En quelques années, Hosoda est devenu un réalisateur incontournable dont les films sont attendus avec impatience, au Japon comme en Europe. Pour réaliser ce nouveau long-métrage, le réalisateur a choisi de créer son propre studio, le Studio Chizu, avec lequel il compte bien redessiner la carte du monde du cinéma d’animation, tant à travers ses productions que celles d'autres artistes.
Sous prétexte qu'il est le nouveau prodige de l'animation japonaise, Mamoru Hosoda a été comparé à Miyazaki. A tort. Sa volonté d'indépendance, sa capacité à séduire le public au-delà des seuls amateurs d'"anime" sont les seuls traits communs qu'il partage avec le vieux maître. Ce n'est qu'avec cette œuvre de maturité qu'apparaît une certaine filiation : pour lui aussi, la nature est à la fois une source d'équilibre pour l'homme et un rappel de sa sauvagerie originelle.
Le film commence tout de même en ville : une jeune femme, Yuki, raconte, en voix off, comment sa mère, Hana, rencontra son père au lycée et en tomba amoureuse instantanément. "Détail" qui change bien des choses : le jeune homme est le dernier représentant de la race des hommes loups. Ce prologue est l'histoire d'amour la plus intense qu'il m'ait été donné de voir depuis longtemps. La plus bouleversante aussi, quand Hana se retrouve veuve du jour au lendemain.
Comment élever seule deux enfants loups quand on est une simple humaine ? Direction la campagne, luxuriante, et une grande maison isolée loin des regards, où les deux enfants peuvent, tour à tour, être enfants ou louveteaux. Commence, alors, le récit, travail magnifique sur la couleur, des dix années qui vont mener Yuki la turbulente et son petit frère, Ame le craintif, de la petite enfance à l'adolescence.

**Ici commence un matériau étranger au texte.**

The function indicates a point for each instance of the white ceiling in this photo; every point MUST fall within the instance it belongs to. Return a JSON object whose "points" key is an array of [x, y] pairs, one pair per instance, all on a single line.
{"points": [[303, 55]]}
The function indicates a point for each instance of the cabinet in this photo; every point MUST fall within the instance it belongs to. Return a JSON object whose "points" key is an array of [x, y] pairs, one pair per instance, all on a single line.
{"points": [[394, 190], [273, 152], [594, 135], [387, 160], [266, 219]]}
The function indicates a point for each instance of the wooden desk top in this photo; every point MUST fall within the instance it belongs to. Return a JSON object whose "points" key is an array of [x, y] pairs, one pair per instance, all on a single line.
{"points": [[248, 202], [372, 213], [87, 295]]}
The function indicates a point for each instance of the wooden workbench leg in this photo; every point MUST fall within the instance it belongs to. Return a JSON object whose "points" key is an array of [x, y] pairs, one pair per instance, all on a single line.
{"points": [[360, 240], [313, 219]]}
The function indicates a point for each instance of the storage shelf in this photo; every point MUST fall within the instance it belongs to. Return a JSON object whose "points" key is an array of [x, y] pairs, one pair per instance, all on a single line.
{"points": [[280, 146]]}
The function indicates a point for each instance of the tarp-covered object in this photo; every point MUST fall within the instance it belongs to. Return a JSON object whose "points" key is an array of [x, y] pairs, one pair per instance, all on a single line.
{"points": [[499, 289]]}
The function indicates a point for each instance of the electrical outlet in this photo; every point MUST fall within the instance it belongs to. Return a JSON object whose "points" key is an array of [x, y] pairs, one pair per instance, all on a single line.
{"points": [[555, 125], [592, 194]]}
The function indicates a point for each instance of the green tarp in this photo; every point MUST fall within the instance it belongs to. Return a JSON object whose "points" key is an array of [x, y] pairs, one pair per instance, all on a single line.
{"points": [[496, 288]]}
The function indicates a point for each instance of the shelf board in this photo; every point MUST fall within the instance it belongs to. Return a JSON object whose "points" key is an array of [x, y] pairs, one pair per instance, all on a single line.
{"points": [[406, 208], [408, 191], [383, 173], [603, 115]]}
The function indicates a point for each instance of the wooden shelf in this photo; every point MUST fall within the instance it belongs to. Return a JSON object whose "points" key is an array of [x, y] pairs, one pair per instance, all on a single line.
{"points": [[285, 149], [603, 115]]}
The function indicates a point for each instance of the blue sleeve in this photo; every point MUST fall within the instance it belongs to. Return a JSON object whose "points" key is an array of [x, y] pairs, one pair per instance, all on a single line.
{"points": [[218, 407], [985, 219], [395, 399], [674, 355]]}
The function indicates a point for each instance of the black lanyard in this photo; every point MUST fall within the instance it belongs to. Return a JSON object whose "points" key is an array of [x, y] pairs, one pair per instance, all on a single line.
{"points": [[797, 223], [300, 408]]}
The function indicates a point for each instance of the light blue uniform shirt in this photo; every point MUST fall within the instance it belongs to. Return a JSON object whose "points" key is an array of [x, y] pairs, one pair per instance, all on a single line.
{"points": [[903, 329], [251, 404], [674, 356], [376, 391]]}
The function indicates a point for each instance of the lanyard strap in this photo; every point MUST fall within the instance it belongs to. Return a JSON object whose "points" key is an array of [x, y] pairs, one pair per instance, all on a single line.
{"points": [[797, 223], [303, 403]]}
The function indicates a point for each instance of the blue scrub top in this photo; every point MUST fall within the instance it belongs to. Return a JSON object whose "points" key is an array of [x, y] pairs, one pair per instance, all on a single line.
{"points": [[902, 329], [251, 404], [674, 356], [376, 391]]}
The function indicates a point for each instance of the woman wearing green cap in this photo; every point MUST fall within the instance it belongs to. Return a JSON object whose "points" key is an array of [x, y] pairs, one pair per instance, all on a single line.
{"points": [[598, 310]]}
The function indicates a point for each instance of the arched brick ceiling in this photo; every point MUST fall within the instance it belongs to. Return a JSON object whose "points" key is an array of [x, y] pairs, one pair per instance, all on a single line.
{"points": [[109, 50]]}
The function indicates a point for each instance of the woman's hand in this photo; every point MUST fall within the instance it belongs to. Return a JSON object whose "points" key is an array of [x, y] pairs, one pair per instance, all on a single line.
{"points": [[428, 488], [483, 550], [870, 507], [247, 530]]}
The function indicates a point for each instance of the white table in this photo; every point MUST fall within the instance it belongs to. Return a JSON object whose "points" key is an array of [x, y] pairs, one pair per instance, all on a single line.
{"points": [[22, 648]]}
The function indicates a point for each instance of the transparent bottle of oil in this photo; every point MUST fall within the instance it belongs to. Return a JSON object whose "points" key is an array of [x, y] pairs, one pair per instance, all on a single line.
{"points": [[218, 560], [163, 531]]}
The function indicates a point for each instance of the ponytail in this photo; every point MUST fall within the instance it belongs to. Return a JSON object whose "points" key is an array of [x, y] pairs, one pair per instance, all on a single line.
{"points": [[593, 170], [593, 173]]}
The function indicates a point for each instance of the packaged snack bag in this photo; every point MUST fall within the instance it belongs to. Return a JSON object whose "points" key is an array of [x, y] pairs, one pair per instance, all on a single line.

L'idée des "Enfants Loups, Ame et Yuki" est venue au réalisateur en observant les couples autour de lui devenir parents et les changements que cela entraine. Marqué par la façon dont les femmes devenues mamans rayonnent, il a voulu en faire un film dont le cœur serait ce passage de jeune femme à mère, mais sans jamais négliger les deux enfants. Résultat, tant les enfants que leur mère Hana sont des personnages principaux, indépendants mais surtout attachants, avec chacun une personnalité qui leur propre.
Mamoru Hosoda est un grand conteur, maître des ellipses et du temps, qu'il dilate ou compresse à sa guise. Il rythme de splendides scènes élégiaques par de petits indices saisonniers, souvent rieurs. Chacun retrouvera une sensation, sucrée ou amère, de son enfance dans cette chronique familiale d'une infinie délicatesse. Depuis Ozu jusqu'à Miyazaki, la famille et l'éducation inspirent le cinéma japonais, qui a toujours fait des mères de grandes héroïnes. Hana en fait dorénavant partie, avec son prénom si juste ("Fleur" en japonais), son dévouement, et son sourire incomparable.
La mise en scène laisse très vite apparaître l’intelligence de Hosoda. Ce dernier ne cherche pas à reproduire les scènes clés d’une romance de collégienne pour cette histoire qui commence à s’y méprendre comme un Shojo. Le réalisateur nous fait traverser littéralement le temps avec une séquence vierge de tout dialogue, rythmée de la seule merveilleuse bande originale et qui multiplie les petits gestes du quotidien du couple jusqu’à la naissance de Yuki, leur première née. Leur second, un petit garçon nommé Ame, ne tarde pas à arriver. Les deux enfants héritent des gènes doubles de leur père et peuvent passer d’humain à loup à volonté.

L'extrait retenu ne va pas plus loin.